映画 『GOGO(ゴゴ) 94歳の小学生』
12月25日(金) シネスイッチ銀座 ほか全国順次公開です


【作品紹介】

映画『GOGO(ゴゴ) 94歳の小学生』
公式サイト:https://www.gogo-movie.jp/
監督:パスカル・プリッソン
製作:マリー・トージア
撮影監督:ミッシェル・ベンジャミン
編集:エリカ・バロシェ
音楽:ローラン・フェルレ

2019年|フランス|英語・スワヒリ語|84分|原題:Gogo
配給:キノフィルムズ 提供:木下グループ

ケニア在住の94歳、通称“ゴゴ(おばあちゃん)”。彼女がチャレンジするのは小学校の卒業試験。

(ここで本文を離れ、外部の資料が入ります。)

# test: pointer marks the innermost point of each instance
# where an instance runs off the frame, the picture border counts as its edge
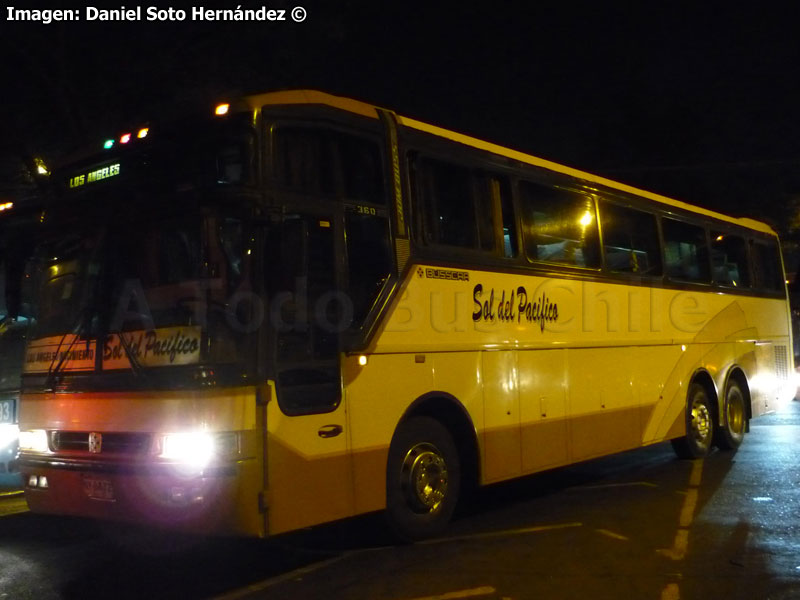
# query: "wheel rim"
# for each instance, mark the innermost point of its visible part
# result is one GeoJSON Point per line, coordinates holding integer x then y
{"type": "Point", "coordinates": [702, 423]}
{"type": "Point", "coordinates": [735, 412]}
{"type": "Point", "coordinates": [424, 478]}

プリシラ・ステナイは、3人の子供、22人の孫、52人のひ孫に恵まれ、ケニアの小さな村で助産師として暮らしてきた。皆から“ゴゴ”(カレンジン語で“おばあちゃん”)と呼ばれる人気者だ。ある時、彼女は学齢期のひ孫娘たちが学校に通っていないことに気づく。自らが幼少期に勉強を許されなかったこともあり、教育の大切さを痛感していたゴゴは一念発起。周囲を説得し、6人のひ孫娘たちと共に小学校に入学した。年下のクラスメートたちと同じように寄宿舎で寝起きし、制服を着て授業を受ける。同年代の友人とお茶を飲んで一息ついたり、皆におとぎ話を聞かせてやることも。近頃は新しい寄宿舎の建設にも力を注いでいる。すっかり耳は遠くなり、目の具合も悪いため勉強するのは一苦労…。それでも、助産師として自分が取り上げた教師やクラスメートたちに応援されながら勉強を続け、ついに念願の卒業試験に挑む!